The giant schnauzer is also subject to bloating and stomach problems, a risk that will be reduced with smaller and more frequent meals.
Grooming of the giant schnauzer
The fur of these dogs is not difficult to maintain, but it requires some care. You should brush it about two to three times a week to prevent hair from getting tangled.
In addition, it is important to clean the beard after meals to eliminate traces of food that can generate odors. And it is also good to take the dogs to the canine hairdresser about three times a year.
Anyway, the small effort that requires taking care of the hair of the giant schnauzer is worth it, because this dog loses very little hair and does not smell as strong as that of other dogs.
As it is normal to take the giant schnauzer at the groomer, it is important to get used to the use of dog carriers. In this way, it will feel comfortable and safe when it has to wait locked in a carrier.
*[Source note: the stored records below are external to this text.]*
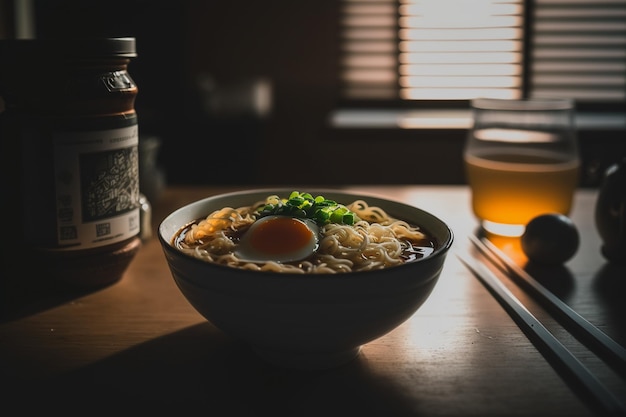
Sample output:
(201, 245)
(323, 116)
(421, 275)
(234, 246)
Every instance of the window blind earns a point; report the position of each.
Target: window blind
(460, 49)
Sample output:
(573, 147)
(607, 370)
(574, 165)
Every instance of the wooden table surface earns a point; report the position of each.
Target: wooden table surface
(138, 347)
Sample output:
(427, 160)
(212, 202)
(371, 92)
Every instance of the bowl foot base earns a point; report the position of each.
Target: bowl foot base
(306, 360)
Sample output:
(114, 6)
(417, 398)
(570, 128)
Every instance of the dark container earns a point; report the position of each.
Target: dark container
(70, 174)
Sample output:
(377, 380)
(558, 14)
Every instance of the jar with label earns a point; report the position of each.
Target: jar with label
(69, 127)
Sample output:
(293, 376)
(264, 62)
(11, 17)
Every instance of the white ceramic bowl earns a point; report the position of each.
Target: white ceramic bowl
(306, 321)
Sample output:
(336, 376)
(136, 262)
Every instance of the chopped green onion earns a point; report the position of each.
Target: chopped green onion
(304, 205)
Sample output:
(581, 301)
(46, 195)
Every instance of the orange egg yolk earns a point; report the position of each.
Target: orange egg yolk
(280, 235)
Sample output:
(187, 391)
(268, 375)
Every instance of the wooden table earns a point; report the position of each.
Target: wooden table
(137, 346)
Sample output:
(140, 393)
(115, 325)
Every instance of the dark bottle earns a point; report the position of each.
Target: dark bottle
(69, 128)
(610, 213)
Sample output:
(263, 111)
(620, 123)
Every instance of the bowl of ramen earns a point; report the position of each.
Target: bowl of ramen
(305, 279)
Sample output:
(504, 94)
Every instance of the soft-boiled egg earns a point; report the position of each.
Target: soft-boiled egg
(279, 239)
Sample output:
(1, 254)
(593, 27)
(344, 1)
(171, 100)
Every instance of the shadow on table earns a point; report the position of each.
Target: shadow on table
(201, 369)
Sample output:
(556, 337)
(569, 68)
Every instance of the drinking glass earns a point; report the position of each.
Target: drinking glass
(521, 160)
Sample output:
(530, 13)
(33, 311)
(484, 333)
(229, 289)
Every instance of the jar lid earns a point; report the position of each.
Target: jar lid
(100, 47)
(124, 47)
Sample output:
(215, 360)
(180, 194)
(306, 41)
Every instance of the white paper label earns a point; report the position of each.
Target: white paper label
(97, 187)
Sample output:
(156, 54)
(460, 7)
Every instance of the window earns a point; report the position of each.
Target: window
(442, 50)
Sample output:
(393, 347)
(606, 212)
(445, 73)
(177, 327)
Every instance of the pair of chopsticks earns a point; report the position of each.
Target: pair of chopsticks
(549, 345)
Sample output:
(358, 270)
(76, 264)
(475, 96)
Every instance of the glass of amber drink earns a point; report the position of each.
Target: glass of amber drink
(521, 160)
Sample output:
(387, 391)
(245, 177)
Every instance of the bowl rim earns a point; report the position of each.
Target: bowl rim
(439, 252)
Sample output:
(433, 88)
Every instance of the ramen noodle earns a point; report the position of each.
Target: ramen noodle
(375, 240)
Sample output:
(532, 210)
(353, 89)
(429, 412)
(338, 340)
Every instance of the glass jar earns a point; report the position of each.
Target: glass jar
(69, 127)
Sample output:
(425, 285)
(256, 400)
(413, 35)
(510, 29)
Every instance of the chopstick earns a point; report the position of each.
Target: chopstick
(594, 338)
(549, 345)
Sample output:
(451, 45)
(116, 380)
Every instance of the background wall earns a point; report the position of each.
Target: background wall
(202, 65)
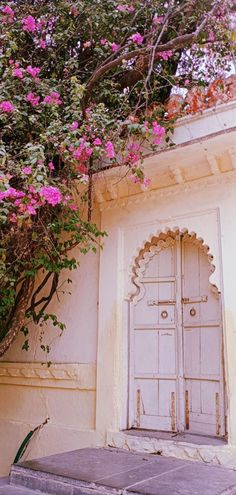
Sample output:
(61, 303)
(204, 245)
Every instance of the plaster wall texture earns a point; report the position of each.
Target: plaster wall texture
(65, 392)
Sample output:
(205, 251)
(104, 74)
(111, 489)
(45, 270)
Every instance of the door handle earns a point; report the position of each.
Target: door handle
(153, 302)
(192, 300)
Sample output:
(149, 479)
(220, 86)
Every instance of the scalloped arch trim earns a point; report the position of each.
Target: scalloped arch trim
(156, 243)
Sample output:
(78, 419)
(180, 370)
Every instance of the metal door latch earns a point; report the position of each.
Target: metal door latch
(192, 300)
(153, 302)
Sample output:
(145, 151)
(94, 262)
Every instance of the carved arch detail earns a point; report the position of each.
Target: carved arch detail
(155, 244)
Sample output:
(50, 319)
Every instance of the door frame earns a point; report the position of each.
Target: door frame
(180, 419)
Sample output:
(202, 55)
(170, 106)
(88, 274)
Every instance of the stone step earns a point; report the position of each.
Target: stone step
(14, 490)
(106, 471)
(184, 446)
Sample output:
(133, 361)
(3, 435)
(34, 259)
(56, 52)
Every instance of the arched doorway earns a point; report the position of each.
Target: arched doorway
(176, 345)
Giant Schnauzer Dog Breed Highlights
- The giant Schnauzer is loyal and affectionate, it is a great companion and a good pet.
- It excels in all kinds of dog sports like agility and obedience.
- It is a very intelligent dog in good hands, easy to train and learn quickly.
- The giant Schnauzer does not shed like other races.
- It is an excellent choice for people familiar with its needs.
- It is best for families with older children.
- The giant Schnauzer is known to be stubborn sometimes.
- It requires a lot of maintenance and his coat must be hand-stripped several times a year.
- This dog consumes a lot of energy and needs a lot of daily physical exercise.
- It is not the best choice for new owners.
- The giant Schnauzer is best suited to people with secure back gardens.